Mr. Ford has his own sociological theories (as every thinking man has), and strongly implies that a correct theory of social evolution can be built simply upon Darwin's teachings. He seems to be unaware that the "massive parapets and bastions" of Darwin-ism have recently been shaken to their foundations, and that a theory of society built upon them (as many sociologists whom he neglects to mention have attempted) may be no more secure than other theories. The truth is, sociology and all the other social sciences must wait upon the development of biology and psychology ; and these antecedent sciences are, even today, in an unsettled condition. How absurd, then, to demand that sociology shall have a settled body of theory, or else deny to it the name of science ! None of the social sciences possesses. a settled body of theory; and no one understands so well as the trained sociologist how perilous it is to dogmatize on social questions. Probably if psychologists and biologists were to express themselves on the questions of the day, they, too, would express themselves dogmatically, and I believe that about the same proportion of radicals


( 109) would be found among them. While Mr. Ford is sure that "there is no such science" as sociology, and that "there is no basis for it as a science," still he stands almost alone in his dogmatism upon this matter. If anyone is fitted to judge such a question impersonally, it is the workers in the other general sciences most closely related to sociology, viz., biology and psychology; and within the last dozen years biologists and psychologists have come to recognize very generally that there is a place for sociology. The lack of a clear field with a well-marked boundary for sociology has produced various petty bickerings and jealousies between sociologists and workers in other social sciences. But in the very nature of things, as I have already pointed out, there can be no such clearly defined field for sociology. As a general science it will always be difficult to differentiate it clearly from the special sciences which labor in the same field. In this respect, sociology is not different from other general sciences. Biology cannot be easily differentiated from the special biological sciences; and but a few years ago some workers in these special sciences refused to recognize the existence of a general science of biology. Now, however, it is quite generally recognized that certain problems, such as the theories of heredity, of variation, of selection, and of organic evolution, can-not be adequately dealt with by the special biological sciences. If it is convenient and even necessary to recognize a general science fundamental to all the special biological sciences, it is even more necessary, it could easily be shown, on account of the menace of one-sided views of the social life, to recognize a general science fundamental to all special social sciences.

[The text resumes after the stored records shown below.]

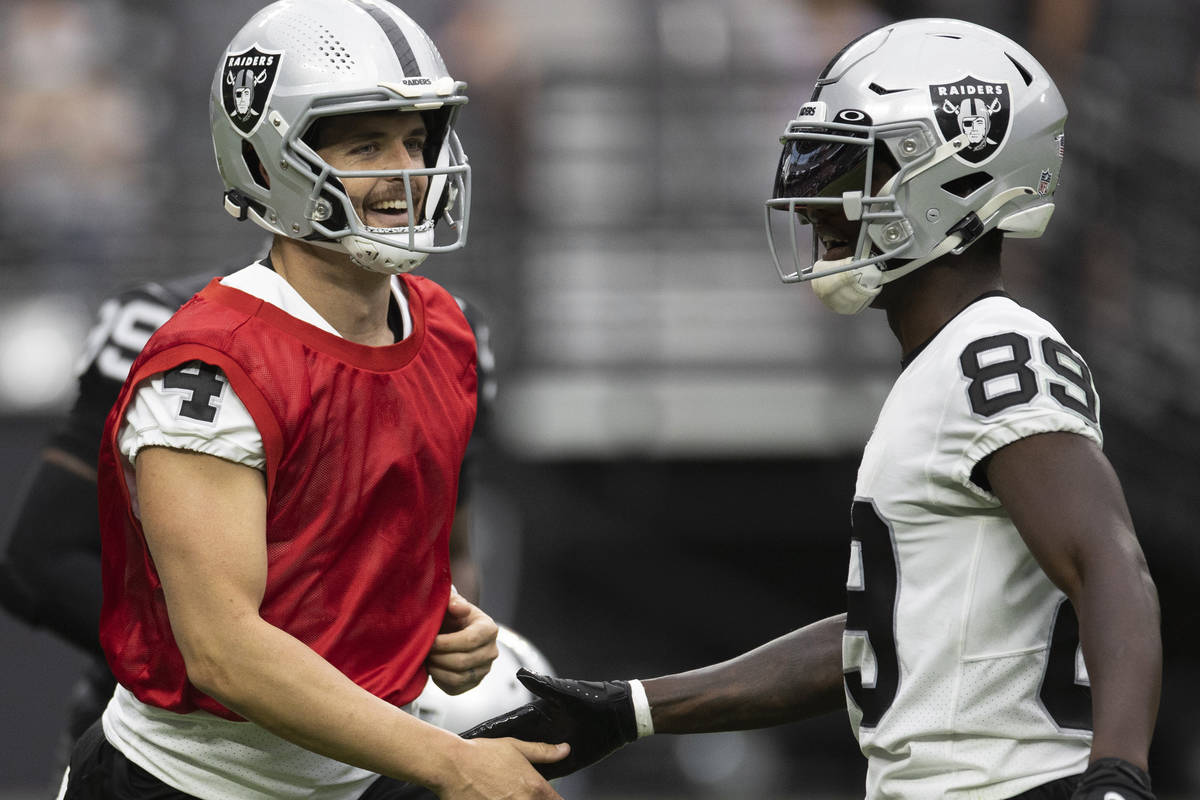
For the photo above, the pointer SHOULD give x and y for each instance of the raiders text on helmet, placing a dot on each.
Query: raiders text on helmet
(297, 61)
(969, 121)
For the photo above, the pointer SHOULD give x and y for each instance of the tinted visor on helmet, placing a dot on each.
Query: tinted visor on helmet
(815, 168)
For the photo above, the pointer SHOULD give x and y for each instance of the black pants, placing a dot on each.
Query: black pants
(100, 771)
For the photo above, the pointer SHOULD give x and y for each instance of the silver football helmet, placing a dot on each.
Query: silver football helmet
(498, 692)
(970, 127)
(297, 61)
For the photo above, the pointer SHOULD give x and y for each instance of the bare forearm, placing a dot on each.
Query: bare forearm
(273, 679)
(1123, 651)
(791, 678)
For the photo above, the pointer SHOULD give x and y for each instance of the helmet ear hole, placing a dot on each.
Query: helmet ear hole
(967, 185)
(255, 166)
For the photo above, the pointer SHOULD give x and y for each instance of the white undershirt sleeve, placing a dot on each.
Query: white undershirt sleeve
(166, 414)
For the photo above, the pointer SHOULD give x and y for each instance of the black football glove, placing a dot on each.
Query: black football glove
(1113, 779)
(594, 717)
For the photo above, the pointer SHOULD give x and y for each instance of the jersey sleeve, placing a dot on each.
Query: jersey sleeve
(1015, 384)
(191, 407)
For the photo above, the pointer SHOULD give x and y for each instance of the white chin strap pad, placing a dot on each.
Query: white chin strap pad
(849, 292)
(381, 258)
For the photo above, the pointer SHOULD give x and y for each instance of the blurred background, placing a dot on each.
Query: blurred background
(676, 432)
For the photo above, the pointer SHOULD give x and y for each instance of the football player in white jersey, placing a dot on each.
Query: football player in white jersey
(1001, 635)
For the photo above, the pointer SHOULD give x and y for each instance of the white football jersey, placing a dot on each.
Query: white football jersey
(964, 675)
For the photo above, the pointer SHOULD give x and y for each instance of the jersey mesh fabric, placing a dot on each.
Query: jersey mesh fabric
(947, 663)
(363, 446)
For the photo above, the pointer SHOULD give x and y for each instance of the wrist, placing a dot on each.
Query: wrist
(641, 709)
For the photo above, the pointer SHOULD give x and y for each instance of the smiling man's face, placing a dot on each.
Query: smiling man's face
(372, 142)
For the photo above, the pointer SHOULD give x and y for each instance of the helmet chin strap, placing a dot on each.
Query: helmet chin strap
(852, 290)
(375, 257)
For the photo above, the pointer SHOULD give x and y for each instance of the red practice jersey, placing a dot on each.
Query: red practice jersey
(364, 447)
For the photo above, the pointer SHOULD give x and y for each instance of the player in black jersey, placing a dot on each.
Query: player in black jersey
(49, 573)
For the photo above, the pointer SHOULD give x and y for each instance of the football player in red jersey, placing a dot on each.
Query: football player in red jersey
(279, 475)
(1002, 630)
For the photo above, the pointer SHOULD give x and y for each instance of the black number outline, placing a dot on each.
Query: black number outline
(979, 374)
(1056, 355)
(197, 388)
(870, 611)
(1067, 701)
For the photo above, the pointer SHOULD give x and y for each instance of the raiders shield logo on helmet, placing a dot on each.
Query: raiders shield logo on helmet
(981, 109)
(246, 86)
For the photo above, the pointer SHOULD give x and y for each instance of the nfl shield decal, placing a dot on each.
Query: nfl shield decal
(981, 109)
(246, 84)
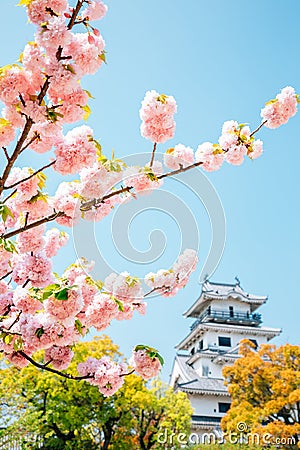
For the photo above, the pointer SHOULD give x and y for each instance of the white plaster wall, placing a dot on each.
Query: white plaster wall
(207, 405)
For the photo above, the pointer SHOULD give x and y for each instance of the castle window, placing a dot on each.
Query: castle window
(254, 341)
(205, 371)
(224, 341)
(223, 407)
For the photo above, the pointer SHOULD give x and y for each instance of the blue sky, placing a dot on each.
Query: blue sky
(221, 61)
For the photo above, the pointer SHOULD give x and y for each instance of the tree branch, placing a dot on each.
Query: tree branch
(258, 128)
(86, 206)
(30, 176)
(153, 154)
(49, 369)
(33, 225)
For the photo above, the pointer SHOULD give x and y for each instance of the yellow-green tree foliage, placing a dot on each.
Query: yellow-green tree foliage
(265, 389)
(74, 415)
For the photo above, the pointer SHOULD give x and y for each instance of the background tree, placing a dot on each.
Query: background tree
(265, 389)
(72, 415)
(42, 94)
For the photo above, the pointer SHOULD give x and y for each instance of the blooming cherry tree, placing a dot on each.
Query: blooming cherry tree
(41, 94)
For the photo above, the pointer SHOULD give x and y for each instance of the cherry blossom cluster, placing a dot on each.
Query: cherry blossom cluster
(279, 110)
(168, 282)
(146, 361)
(106, 374)
(157, 114)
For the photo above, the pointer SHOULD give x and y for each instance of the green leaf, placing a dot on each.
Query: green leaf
(150, 174)
(119, 303)
(62, 295)
(8, 245)
(162, 98)
(131, 281)
(8, 339)
(18, 344)
(5, 212)
(39, 332)
(270, 102)
(70, 68)
(24, 2)
(88, 93)
(103, 57)
(79, 326)
(87, 111)
(38, 196)
(161, 359)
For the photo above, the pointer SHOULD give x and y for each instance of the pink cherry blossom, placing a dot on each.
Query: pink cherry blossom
(278, 111)
(124, 287)
(60, 357)
(144, 365)
(6, 300)
(54, 240)
(7, 132)
(17, 360)
(86, 54)
(142, 179)
(96, 181)
(76, 151)
(13, 82)
(25, 302)
(257, 149)
(37, 12)
(54, 33)
(106, 374)
(33, 57)
(96, 10)
(235, 154)
(209, 156)
(101, 311)
(179, 156)
(157, 114)
(31, 240)
(28, 188)
(64, 309)
(66, 201)
(36, 269)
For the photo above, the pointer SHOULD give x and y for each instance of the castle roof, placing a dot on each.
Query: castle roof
(201, 328)
(222, 291)
(193, 384)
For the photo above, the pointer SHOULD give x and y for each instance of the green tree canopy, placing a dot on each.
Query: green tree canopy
(68, 414)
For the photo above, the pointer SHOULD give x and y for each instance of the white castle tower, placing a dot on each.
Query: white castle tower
(225, 314)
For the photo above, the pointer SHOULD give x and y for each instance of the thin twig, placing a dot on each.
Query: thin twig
(15, 321)
(258, 128)
(9, 196)
(49, 369)
(33, 225)
(6, 275)
(153, 154)
(5, 152)
(126, 374)
(30, 176)
(17, 151)
(93, 203)
(75, 14)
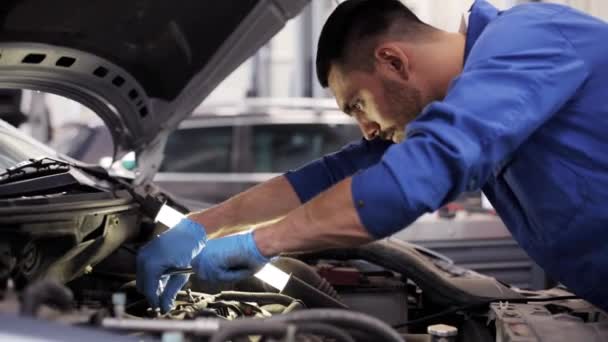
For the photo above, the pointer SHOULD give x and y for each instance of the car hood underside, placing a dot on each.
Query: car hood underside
(143, 66)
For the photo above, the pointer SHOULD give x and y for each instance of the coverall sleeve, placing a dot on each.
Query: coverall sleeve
(317, 176)
(519, 73)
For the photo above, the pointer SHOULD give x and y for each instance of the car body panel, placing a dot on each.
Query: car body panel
(141, 66)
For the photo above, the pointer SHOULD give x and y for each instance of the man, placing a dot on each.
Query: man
(515, 105)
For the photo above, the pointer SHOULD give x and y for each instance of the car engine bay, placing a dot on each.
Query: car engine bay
(70, 236)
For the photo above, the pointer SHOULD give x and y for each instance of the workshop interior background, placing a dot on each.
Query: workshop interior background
(282, 72)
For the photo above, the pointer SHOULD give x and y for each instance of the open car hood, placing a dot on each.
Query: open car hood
(142, 65)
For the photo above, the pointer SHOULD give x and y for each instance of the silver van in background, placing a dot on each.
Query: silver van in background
(222, 150)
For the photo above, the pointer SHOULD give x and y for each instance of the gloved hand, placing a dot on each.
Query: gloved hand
(229, 258)
(174, 248)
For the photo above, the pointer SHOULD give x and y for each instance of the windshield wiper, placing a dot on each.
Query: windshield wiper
(39, 166)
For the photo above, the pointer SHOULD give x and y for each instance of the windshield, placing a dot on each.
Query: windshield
(16, 147)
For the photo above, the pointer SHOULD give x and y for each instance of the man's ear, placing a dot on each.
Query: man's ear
(391, 60)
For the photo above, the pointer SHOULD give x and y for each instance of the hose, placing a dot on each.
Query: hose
(45, 292)
(307, 274)
(325, 330)
(296, 305)
(231, 330)
(261, 298)
(344, 319)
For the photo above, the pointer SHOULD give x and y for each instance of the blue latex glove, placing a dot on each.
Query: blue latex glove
(174, 248)
(228, 259)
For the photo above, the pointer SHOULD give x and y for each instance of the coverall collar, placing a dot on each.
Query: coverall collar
(482, 13)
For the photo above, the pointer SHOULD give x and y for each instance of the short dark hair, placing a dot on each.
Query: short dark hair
(355, 20)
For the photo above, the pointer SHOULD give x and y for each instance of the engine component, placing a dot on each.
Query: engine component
(307, 274)
(369, 289)
(45, 292)
(442, 333)
(316, 321)
(537, 322)
(444, 284)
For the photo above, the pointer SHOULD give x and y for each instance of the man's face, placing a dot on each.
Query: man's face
(381, 104)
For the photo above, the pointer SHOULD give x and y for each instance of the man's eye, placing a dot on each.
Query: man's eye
(358, 106)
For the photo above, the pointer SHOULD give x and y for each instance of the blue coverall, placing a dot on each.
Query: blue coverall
(526, 121)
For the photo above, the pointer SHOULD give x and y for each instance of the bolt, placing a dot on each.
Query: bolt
(173, 336)
(119, 300)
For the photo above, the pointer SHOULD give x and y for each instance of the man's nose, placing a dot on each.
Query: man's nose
(370, 129)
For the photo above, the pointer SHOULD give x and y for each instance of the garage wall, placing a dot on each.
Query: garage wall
(598, 8)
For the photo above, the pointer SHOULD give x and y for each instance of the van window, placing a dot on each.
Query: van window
(278, 148)
(198, 150)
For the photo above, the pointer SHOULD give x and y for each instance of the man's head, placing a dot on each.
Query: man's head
(377, 58)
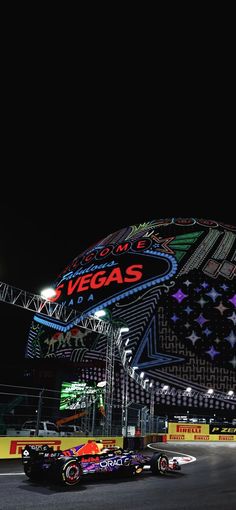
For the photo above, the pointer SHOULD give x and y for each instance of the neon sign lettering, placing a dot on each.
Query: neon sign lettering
(100, 279)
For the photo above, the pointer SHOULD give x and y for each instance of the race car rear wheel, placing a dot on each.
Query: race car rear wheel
(137, 470)
(159, 464)
(32, 472)
(71, 472)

Sociology, as a scientific endeavor, has had at least two distinct merits ; first, it has stood for the natural-science view of human society, which, traditionally at least, the special social sciences have not stood for; secondly, it has as a consequent emphasized the psychological and biological elements in human social life as primary, rather than the economic and political elements. Sociology has, on the one hand, stood for applying the methods of positive science to the problems of the social life; on the other, for obtaining an all-sided, comprehensive view of the social life as opposed to fractional or one-sided views. The scientific importance of this endeavor, it seems to me, cannot be overestimated. If the right development of the humanistic sciences depends upon getting rid of one-sided views of collective human life; if sociology is simply


( 110) the name for the larger, completer view of the social life; if, finally, the social sciences can furnish man with the means of mastering his social environment, as the physical sciences have furnished him with the means of mastering his physical environment, then it would seem not unreasonable to say that he who opposes sociology as such is unconsciously an enemy of mankind.

Notes

  1. Republished from The Nation by permission of author and editor.